Murathan Mungan: Önce zamandan başlayalım. Bu kitap içinde geçmişten kalmış şiirlerimin yer aldığı son kitap. Yıllar önce, sırtında “Solak Defterler” yazan bir dosyada şiir biriktirirken bunun böyle olacağını biliyordum. Bu kitabı çatarken tamamen bitmiş 46 şiiri yırtıp çöpe attım. Hatta bilgisayar dosyalarını bile sildim. Şiiri yalnızca seyreltmekle kalmayacak, atmasını da bileceksin. Kötü şiirler miydi, hayır, ama benim için yeterince iyi değillerdi. Biliyorum, sen de benim gibi çay meraklısısın, “dem”in kıymetini bilirsin. Zamanın demi önemlidir. Şiir bir dem sanatıdır çünkü. Senin zamanından geçemediyse, zamanın içinden hiç geçemez. Kendine zalim olmayı bilmek gerek, kendini başkalarının insafına terk etmeyeceksin, gerektiğinde kendi ellerinle kıyacaksın. Sonrası, eller ne derse desin! Bilirsin, ben geniş zaman insanıyımdır, bu yüzden her bir işim yıllara yayılır. Defterlerin Şairin Romanı’yla kesişen yolları da oldu elbet. Başka kesişmeler de oldu. Örneğin, sonbaharda Küre ve Ley Hatları başlıklı iki kitapta toplayacağım şiir sanatı üstüne yazdığım notlarla da… İçerik benzerlikleri, şiirlerin belli temalar çevresinde istiflenmesi, bölümleme mantığı açısından bakılacak olursa, aslında Solak Defterler’le Eteğimdeki Taşlar bir anlamda kardeş kitaplar sayılır. Farklı tarihlerde yazılmış şiirler, farklı mıknatısların çekimine tutulup öbeklenirler bende. Sonrası, teyellemeden başlayıp kitap olmanın ince dikişine geçer. 

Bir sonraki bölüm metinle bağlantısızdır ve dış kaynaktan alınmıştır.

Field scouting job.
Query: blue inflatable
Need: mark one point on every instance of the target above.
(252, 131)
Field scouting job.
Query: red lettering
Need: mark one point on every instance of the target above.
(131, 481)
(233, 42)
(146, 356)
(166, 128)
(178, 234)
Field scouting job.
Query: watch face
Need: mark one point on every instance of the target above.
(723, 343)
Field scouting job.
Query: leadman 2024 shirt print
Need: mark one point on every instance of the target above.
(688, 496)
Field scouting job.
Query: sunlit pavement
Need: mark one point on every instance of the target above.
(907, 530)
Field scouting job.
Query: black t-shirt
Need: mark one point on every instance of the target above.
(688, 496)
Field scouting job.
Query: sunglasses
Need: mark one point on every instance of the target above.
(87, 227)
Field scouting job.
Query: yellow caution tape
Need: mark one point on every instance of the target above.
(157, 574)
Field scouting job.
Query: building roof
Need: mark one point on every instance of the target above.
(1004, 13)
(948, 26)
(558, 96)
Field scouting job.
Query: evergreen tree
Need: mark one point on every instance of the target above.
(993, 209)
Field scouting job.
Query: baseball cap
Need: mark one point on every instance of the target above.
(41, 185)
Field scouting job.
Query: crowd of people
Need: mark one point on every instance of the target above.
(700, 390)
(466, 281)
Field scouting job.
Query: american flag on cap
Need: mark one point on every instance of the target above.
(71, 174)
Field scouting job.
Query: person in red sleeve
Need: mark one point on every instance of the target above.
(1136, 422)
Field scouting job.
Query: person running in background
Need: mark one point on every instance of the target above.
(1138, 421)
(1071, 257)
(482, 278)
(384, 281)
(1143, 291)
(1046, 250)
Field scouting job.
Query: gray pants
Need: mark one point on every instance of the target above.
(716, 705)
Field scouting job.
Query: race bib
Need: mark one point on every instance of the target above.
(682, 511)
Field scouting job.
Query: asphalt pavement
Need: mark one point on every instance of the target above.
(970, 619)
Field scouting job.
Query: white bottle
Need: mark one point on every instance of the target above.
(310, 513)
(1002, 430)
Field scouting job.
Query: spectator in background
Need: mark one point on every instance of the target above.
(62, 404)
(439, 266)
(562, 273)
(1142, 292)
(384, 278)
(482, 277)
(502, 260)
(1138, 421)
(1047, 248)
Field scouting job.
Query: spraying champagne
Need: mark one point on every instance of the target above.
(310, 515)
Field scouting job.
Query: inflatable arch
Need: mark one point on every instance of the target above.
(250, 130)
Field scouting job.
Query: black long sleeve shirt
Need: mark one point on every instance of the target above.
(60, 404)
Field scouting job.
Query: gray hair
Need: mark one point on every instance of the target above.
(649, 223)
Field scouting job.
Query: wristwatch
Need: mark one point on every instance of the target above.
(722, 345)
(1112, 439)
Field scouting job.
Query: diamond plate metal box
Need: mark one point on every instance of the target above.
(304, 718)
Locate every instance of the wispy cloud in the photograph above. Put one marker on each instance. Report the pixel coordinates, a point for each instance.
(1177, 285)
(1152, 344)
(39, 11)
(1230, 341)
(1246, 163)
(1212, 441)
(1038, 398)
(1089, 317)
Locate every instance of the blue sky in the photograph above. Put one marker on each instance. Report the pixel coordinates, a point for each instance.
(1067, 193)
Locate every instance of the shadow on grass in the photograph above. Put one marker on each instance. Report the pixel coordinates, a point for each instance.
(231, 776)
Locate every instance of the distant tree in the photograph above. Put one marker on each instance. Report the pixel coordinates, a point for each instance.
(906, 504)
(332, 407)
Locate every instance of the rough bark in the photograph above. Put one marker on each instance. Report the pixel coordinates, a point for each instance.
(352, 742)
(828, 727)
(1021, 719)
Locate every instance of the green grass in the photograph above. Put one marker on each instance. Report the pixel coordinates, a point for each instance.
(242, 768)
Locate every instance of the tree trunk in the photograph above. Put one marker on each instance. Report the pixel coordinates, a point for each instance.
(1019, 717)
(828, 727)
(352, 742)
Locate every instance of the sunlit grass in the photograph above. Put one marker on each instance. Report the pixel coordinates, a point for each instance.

Birhan Keskin: Poetika notları dedin ya, kitabın sonunda Beyan adlı bir uzun şiirin var. Bu şiir senin kendi şiirinin çeperini, uzamını da kat eden bir şiir. Onu okuyunca aklıma İlhan Berk’in poetika yazıları geldi. Ama sen şiir olarak yazmışsın. Şimdi kitabın adını sormadan önce bir şey söyleyeyim. Ben ilkokulda hizaya sokulmuş bir solakım. Yani doğuştan solaktım da öğretmen sağlak yaptı beni. Niye Solak Defterler, (bana kimse niye Fakir Kene diye sormadı, içimde kaldı,) ben sana sorayım.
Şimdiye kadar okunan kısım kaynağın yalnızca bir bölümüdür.